Ray Williams, representing Pacific Gas & Electric, said
“utilities have done some shared thinking and are reasonably
well-aligned with what [Harris] has outlined,” adding that “we’re
looking for a price collar mechanism that has environmental
integrity and also provides price and supply assurance.”

Norm Pedersen, an attorney representing the Southern California
Public Power Authority, which represents municipal utilities
including the mammoth Los Angeles Department of Water & Power,
said the outfit is “thrilled with the direction staff is taking,
and very encouraged with what we’re seeing.”

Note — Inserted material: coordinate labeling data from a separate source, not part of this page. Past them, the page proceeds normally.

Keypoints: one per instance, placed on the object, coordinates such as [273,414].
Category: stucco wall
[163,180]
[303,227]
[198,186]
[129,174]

However, Pedersen said CARB may not be adequately containing
costs with its reserve proposals because there likely will still
not be adequate allowances in the pot. He proposed that CARB
consider expanding the number of overall allowances regulated
entities receive from CARB based on changes in actual industrial
and other GHG emissions that have resulted from the economic
recession over the past two to three years. For example, CARB
would establish a 2012 cap on emissions based on the best current
forecasts of emissions, but then CARB could also establish a
“pre-recession” forecast of 2012 emissions, which would be much
higher. The difference between the two could then “populate” the
allowance reserve, he suggested.

Utilities, manufacturers and other industry representatives are
supporting the CARB staff option to expand offset use under the
California cap-and-trade program, with carbon offset providers
and brokerage firms calling on staff to go much further by
placing no limits on offset use.

However, several environmental organizations are strongly
opposing lifting the previously proposed 4 percent cap on the use
of offsets to satisfy compliance obligations. Erin Rogers,
representing the Union of Concerned Scientists (UCS), said at the
June 22 meeting that expanding offset use threatens to increase
GHGs and other pollution in disproportionately affected
communities in California. She said this directly conflicts with
provisions of AB 32, the state’s 2006 global warming solutions
law that required the sweeping climate change regulatory program
and the cap-and-trade scheme.

Peter Miller, representing the Natural Resources Defense Council
(NRDC), said the environmental organization does not prefer
borrowing allowances from the future to satisfy current
compliance obligations, in part because it fails to set an
accurate carbon price signal and likely would increase pressure
on regulators to relax caps in the future. Further, Miller
suggested CARB staff consider lowering the offset limit when
allowance prices are low, in addition to expanding it when prices
are high.

Will Barrett, representing the American Lung Association of
California, said expanded offset use would forgo or eliminate
pollution-reduction “co-benefits,” which is a key piece of AB
32.

Alex Jackson, also representing NRDC, pointed out that
cap-and-trade itself is a program aimed at lowering the costs of
GHG regulation, indicating that allowing the expansion of offsets
might be too generous on the regulated entities and could
compromise certain aspects of the program. NRDC is also concerned
about allowing borrowing of allowances from future compliance
periods, he said.

Questions remain over how the distinct provisions of
California’s cap-and-trade program will link to the Western
Climate Initiative (WCI), a proposed regional cap-and-trade
program that includes California and several other states and
Canadian provinces. That program is also expected to launch in
2012.

For example, Dhaval Dagli, another representative of Southern
California Edison, asked CARB staff at the meeting whether a
California entity could purchase a GHG allowance from a linked
program under a condition in which a price trigger has been
reached, or whether the linked state would also have to be in a
price-trigger condition.

A CARB staffer responded generally that California does not want
to link to a system that is “less rigorous” in terms of its
cost-containment measures or offset project quality. Further,
“we’re currently having those discussions within the WCI about
the need for coordination between cost-containment mechanisms.”